Redder than Blood
But what had that been meanwhile—that glimpse he had had—something which passed across the slot thirty feet above; something white and vivid and—surely—alive—?
Arrested there, straining his neck, Brown was aware in that moment of a wild memory, the line of some poem, or of a song made from one, a piece by a well-known and respected poet and novelist—Thomas Hardy, was it?—Golden hair—open your window—Golden Hair—
Something shifted, some loose array of pebbles, or a rock, under the sole of one of Brown’s boots. Losing his balance, instinctively he grabbed for the side of the tower. But his hands missed their purchase, and met instead the warm waterfall of the creeper. How strong it was, yet exquisitely silky and soft, vibrant with its own aureate and glowing life-force. A delight to touch, to hold. And the perfume now, pouring over him, wonderful as some mysterious drug.
He sensed he could fall forward, and the creeper would respond. It would catch him and lull him, support and caress him; he need fear nothing. With a startled oath, Brown sprang backward. An icy sweat had burst from every pore of his body. The world rocked beneath him and all about. He was—quite terrified. What in God’s name had happened—?

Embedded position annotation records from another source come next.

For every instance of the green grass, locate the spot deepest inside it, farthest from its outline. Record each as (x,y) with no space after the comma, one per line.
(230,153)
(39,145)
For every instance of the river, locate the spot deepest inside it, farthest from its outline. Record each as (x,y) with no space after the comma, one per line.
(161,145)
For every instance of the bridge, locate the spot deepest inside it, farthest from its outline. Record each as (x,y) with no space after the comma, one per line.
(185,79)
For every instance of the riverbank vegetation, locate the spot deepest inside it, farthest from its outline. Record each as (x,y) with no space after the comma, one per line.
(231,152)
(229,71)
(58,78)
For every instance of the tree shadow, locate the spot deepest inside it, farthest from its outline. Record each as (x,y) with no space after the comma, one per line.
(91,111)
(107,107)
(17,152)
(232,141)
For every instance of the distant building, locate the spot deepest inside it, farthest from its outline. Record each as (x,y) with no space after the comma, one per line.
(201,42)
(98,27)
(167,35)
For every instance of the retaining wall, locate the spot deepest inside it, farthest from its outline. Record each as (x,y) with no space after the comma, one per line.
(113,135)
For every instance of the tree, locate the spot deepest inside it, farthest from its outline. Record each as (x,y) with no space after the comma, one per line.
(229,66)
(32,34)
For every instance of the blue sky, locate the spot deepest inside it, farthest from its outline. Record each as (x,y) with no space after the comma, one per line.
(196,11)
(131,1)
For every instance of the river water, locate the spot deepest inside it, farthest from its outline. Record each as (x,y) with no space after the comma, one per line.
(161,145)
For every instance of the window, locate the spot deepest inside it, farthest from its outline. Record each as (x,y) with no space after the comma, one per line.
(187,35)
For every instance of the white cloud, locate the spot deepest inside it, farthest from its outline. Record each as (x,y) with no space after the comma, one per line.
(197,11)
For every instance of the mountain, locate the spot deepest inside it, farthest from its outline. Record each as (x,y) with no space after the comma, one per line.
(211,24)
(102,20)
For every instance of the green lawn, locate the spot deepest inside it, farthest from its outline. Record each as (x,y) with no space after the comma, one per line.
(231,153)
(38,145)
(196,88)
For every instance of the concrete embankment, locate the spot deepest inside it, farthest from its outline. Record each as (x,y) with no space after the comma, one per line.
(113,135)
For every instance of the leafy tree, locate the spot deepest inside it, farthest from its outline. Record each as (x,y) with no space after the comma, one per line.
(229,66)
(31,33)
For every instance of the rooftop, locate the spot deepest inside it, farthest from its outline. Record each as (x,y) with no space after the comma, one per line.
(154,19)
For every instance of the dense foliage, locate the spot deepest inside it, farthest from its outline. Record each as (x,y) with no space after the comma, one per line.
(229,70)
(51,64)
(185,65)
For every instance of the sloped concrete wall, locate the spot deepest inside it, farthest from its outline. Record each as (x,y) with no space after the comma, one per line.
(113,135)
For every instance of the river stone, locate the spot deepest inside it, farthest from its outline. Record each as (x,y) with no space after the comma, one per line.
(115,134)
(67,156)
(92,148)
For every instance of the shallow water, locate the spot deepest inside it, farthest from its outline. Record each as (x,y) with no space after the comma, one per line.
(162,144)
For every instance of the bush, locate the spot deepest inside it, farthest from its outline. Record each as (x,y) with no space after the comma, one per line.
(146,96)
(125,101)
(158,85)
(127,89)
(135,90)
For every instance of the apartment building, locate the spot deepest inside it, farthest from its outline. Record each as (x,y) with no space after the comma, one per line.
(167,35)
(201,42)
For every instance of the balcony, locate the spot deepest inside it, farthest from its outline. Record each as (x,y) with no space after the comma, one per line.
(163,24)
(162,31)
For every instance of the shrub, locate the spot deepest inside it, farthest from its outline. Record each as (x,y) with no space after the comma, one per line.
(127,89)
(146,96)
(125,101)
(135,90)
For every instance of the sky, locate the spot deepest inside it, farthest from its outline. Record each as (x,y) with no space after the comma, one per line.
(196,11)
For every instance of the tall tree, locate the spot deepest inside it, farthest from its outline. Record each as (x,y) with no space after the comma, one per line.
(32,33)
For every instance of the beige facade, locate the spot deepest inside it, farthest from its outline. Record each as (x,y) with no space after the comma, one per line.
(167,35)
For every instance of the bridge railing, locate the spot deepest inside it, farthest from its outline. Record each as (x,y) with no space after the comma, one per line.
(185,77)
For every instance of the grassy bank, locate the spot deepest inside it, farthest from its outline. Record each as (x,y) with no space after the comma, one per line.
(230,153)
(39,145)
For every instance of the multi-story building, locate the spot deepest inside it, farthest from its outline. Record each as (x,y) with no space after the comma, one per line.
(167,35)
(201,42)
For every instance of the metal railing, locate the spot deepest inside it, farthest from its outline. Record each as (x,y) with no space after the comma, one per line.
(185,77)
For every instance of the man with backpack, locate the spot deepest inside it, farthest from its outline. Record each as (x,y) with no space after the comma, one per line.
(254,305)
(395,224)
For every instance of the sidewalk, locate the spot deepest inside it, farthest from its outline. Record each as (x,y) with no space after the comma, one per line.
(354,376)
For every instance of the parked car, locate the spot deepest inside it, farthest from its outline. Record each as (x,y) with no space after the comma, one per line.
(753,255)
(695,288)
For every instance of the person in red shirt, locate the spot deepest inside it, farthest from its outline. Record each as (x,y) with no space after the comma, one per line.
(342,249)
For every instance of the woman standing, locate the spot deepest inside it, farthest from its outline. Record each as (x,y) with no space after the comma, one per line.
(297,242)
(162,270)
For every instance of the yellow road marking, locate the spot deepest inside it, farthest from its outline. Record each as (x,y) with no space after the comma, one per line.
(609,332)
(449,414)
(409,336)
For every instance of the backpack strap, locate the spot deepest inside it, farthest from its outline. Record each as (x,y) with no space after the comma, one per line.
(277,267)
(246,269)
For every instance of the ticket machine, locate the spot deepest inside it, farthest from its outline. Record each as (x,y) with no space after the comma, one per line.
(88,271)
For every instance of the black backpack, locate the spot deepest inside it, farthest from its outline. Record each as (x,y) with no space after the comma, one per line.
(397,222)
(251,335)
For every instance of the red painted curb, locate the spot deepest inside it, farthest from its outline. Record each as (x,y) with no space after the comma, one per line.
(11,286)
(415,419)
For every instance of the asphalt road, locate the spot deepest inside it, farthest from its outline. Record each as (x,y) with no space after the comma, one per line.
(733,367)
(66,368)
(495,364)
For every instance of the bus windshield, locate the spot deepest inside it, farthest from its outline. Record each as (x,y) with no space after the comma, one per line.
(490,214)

“Damnation!” Brown exclaimed.
How absurd—the creeper—the creeper had attached itself to him, to his fingers, hands and arms—a rich swathe had folded itself against his chest, nestling there on his clothing, on the skin of his neck, stuck fast. For it was sticky. Sticky as some ghastly glue—
Struggling, writhing and floundering, he shouted and swore and tore at the encumbrance, trying exasperated, and next with all his strength, to pull free—how stupid, how silly. He was a fool—but how, how to release himself? The more he pulled and fought, the more it wrapped itself against, onto and around him—Now it had somehow got up into his hair, dislodging his hat, and it had wound about his throat—like an expensive muffler—and the scent, too sweet finally, cloying, sickening—he retched, and chokingly bellowed for help to some nonexistent fellow human, to the sky, and to the tower itself, to God—None and nothing replied.
• • •
Silence then. A hiatus. Brown had ceased to resist, since resistance seemed futile. Through his mind went a jumble of the words of the inn-host: “To go there—inadvisable. Even to look at it—unlucky.” So no one would come in this direction, and if they must, they would not look. Nor listen and heed, presumably, should they hear anyone calling or crying out for assistance—
In the name of Heaven, what was he to do?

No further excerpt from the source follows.